The second thing that we worked on is that I need to focus on the here and now. Instead of getting myself all worked up about IVF right now, I need to focus on this cycle. There is a potential that we may not even need IVF and I really need to focus my energy on this cycle right now, and send good positive thoughts towards what we’re dealing with at this moment. This struck a chord with me because I mentioned in my last post that I’m pretty much dismissing this cycle and already looking towards IVF. So I will renew my focus and try to work as hard as I can to stay positive about this cycle and where we are now and not stress about the possibilities of what might happen in the future.

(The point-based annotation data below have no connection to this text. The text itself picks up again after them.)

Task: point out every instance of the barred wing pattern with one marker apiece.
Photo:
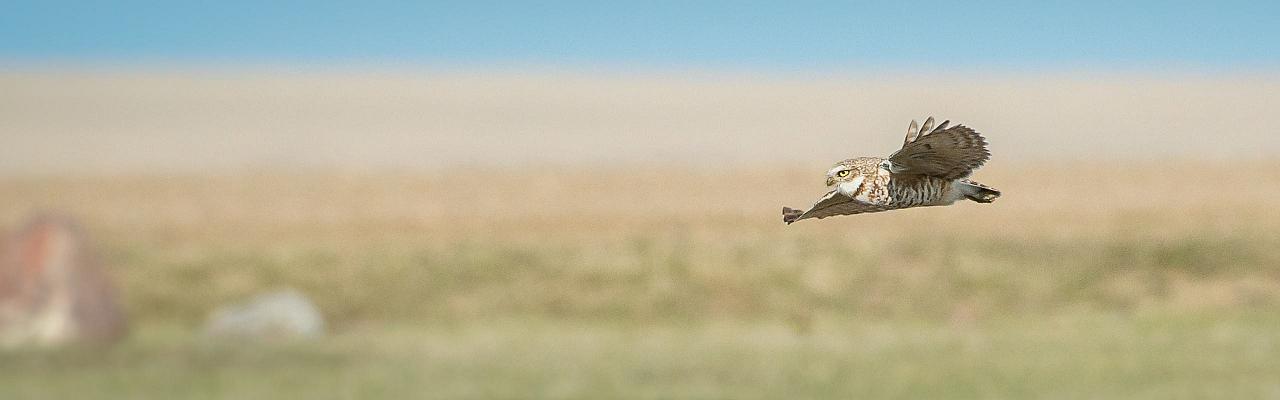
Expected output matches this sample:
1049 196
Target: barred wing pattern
945 153
832 204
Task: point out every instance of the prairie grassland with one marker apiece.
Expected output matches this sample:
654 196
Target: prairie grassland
1093 280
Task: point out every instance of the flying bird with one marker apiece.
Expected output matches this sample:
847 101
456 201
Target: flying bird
932 168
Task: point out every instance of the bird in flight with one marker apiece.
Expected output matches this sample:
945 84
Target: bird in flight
932 168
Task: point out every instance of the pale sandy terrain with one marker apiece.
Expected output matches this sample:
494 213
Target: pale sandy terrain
609 237
81 122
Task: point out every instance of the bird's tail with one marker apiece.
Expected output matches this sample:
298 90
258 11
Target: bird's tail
977 191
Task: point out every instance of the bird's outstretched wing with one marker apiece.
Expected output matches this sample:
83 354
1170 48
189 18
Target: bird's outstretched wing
832 204
947 153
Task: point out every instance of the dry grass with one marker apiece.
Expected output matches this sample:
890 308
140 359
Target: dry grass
1083 281
645 242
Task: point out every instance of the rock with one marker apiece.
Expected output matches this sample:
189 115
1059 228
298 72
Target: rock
54 289
277 316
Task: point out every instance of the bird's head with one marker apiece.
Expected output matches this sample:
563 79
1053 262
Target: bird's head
844 171
848 176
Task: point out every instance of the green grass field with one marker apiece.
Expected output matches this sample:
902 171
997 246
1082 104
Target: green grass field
1142 355
1129 286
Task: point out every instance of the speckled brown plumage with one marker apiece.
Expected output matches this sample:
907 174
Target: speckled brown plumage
929 169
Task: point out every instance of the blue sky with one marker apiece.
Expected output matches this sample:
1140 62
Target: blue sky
748 35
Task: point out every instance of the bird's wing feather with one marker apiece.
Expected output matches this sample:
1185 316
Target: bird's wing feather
832 204
947 153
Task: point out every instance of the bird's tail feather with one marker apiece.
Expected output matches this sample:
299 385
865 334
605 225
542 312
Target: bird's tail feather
977 191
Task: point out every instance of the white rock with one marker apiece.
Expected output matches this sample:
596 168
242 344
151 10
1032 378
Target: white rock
269 317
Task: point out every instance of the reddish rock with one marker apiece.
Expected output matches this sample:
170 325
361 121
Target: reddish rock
54 289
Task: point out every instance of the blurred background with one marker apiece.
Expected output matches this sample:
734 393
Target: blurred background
581 200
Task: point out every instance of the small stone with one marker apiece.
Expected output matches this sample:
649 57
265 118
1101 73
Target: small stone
279 316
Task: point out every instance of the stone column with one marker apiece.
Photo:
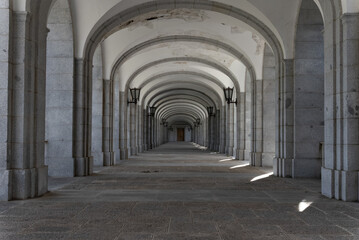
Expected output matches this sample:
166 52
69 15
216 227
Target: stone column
107 147
82 119
230 129
22 171
241 127
6 97
139 129
222 146
340 172
211 132
218 130
150 132
145 130
133 112
257 147
123 126
282 164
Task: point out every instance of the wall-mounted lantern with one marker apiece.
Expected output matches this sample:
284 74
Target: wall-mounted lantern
152 111
135 95
210 111
228 94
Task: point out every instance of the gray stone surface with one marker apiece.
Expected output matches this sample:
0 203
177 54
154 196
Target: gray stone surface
178 191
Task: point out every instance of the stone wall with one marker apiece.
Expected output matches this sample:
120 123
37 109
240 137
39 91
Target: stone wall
269 106
309 92
59 92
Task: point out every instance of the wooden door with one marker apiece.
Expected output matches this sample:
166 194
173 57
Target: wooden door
180 134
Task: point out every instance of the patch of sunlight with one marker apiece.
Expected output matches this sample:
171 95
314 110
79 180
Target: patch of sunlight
262 176
304 204
239 166
199 146
226 160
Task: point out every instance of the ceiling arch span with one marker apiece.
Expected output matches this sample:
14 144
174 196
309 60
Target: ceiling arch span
177 94
196 67
182 73
175 118
180 113
120 16
164 107
184 59
200 100
187 38
189 82
151 96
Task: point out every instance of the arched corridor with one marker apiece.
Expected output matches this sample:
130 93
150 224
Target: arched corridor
180 191
162 101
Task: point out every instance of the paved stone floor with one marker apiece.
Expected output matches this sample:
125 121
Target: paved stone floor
180 191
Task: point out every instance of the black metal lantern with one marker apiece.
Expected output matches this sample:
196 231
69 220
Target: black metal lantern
210 111
163 122
228 94
152 111
135 95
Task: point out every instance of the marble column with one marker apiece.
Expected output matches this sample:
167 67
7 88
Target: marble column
222 146
139 129
340 172
133 142
22 171
144 130
230 129
107 148
241 127
282 164
256 154
123 126
218 130
211 132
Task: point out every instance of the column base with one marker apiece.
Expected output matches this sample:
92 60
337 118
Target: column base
123 153
240 155
117 156
20 184
83 166
256 159
282 167
108 158
5 185
229 151
222 149
133 151
341 185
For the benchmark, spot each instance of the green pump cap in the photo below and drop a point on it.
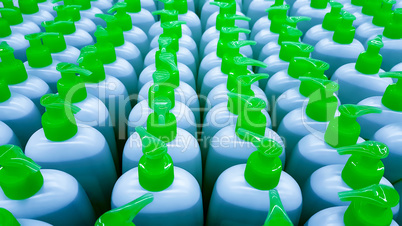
(392, 97)
(370, 205)
(38, 55)
(239, 68)
(155, 168)
(345, 32)
(13, 70)
(7, 218)
(58, 121)
(161, 88)
(343, 130)
(333, 18)
(277, 215)
(123, 19)
(105, 48)
(393, 29)
(71, 87)
(322, 103)
(125, 214)
(250, 116)
(162, 123)
(20, 176)
(364, 167)
(90, 61)
(369, 61)
(67, 12)
(227, 35)
(64, 27)
(114, 31)
(289, 50)
(11, 14)
(384, 14)
(263, 168)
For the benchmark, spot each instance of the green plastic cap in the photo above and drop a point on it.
(124, 215)
(123, 19)
(289, 50)
(370, 205)
(393, 29)
(364, 167)
(392, 97)
(90, 61)
(12, 70)
(161, 88)
(104, 47)
(333, 18)
(345, 32)
(20, 176)
(162, 123)
(7, 218)
(369, 61)
(343, 130)
(277, 215)
(155, 168)
(71, 87)
(64, 27)
(384, 15)
(263, 168)
(38, 55)
(322, 103)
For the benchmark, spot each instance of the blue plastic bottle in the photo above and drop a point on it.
(253, 182)
(34, 191)
(177, 195)
(83, 151)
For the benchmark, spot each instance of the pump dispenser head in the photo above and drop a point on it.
(392, 97)
(277, 215)
(333, 18)
(125, 214)
(369, 62)
(155, 168)
(263, 168)
(343, 130)
(370, 205)
(20, 176)
(364, 167)
(12, 70)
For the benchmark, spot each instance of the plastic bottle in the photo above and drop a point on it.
(254, 182)
(375, 27)
(40, 63)
(363, 168)
(376, 199)
(19, 113)
(228, 148)
(280, 61)
(131, 33)
(362, 76)
(83, 151)
(25, 189)
(161, 87)
(347, 48)
(72, 12)
(73, 36)
(317, 150)
(177, 195)
(125, 214)
(182, 146)
(16, 21)
(17, 78)
(328, 26)
(390, 103)
(15, 40)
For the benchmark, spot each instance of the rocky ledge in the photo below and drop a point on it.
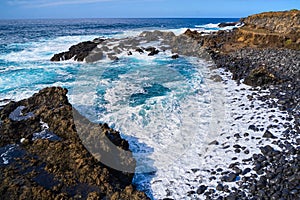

Throughout all of this, I found it very interesting that while I was laying there, my mind kept wandering back to two specific trips that I taken when I was younger. One was a trip to DC in the summer after 8th grade and the second one was a three week trip to Europe in the summer after my sophomore year. While I thoroughly enjoyed both of these trips, I don’t often think about them, so I wondered if there was some significance. I mentioned these images to Lisa and she kind of helped me to discern what importance they might have for me and why I would keep conjuring them up.

Ultimately, I think that these images were coming to me because these were journeys that I went on that I really had no part in planning. I’ve been on lots of trips since those two trips, but I’ve been the coordinator and planner extraordinaire for said trips. These two particular trips were different in that I paid my money, went on the trip and enjoyed myself. Someone else did all of the planning, research, and coordinating for me…all I had to do was show up. I’m sure that this is some way of my subconscious telling me that I need to just go with the flow a bit more and trust in my care providers so that I can enjoy my life as it is now without all of the worry of this other, very different, journey that I’m on.

Anyway, that’s the recap of my Reiki session for this month…definitely worth the money and time investment. I took my last 5 Femara pills last night, and I’m sending lots of love and appreciation to those ovaries of mine so we’ll see what it all adds up to on Monday when I go for my ultrasound.